Contexte et spécifications du C64

Le Commodore 64, commercialisé en novembre 1982, embarquait 64 ko de RAM, un processeur MOS 6510 dérivé d’un contrôleur industriel, le SID pour le son et le VIC‑II pour les graphismes 16‑couleurs. Son prix de 595 $ aux États‑Unis (399 £ au Royaume‑Uni) le rendait plus de deux fois moins cher que l’Apple II à 1 500 $, ce qui a conduit à la vente estimée de 12,5 M d’unités sur douze ans, le record du PC de bureau. Le système d’exploitation et le BASIC étaient gravés dans la ROM, éliminant le besoin d’un disque de démarrage et limitant les coûts matériels.

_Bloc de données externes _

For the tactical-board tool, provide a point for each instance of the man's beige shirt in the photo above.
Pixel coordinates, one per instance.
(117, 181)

Q‑Link : architecture client‑serveur et modèle tarifaire

En 1986, Commodore a introduit Q‑Link, un service en ligne accessible via le C64C. Le service utilisait une architecture client‑serveur où le C64 fonctionnait comme terminal léger, les traitements majeurs étant exécutés sur les serveurs de QuantumLink. Cette approche réduisait le nombre d’échanges de paquets, permettant à davantage d’utilisateurs de partager la même capacité de bande passante. Le tarif horaire de 3 $ (augmenté plus tard à 3,60 $) était nettement inférieur aux 8 $ hors pointe et 22,50 $ en pleine journée facturés par CompuServe, grâce à l’achat de capacité de transmission en dehors des heures ouvrées.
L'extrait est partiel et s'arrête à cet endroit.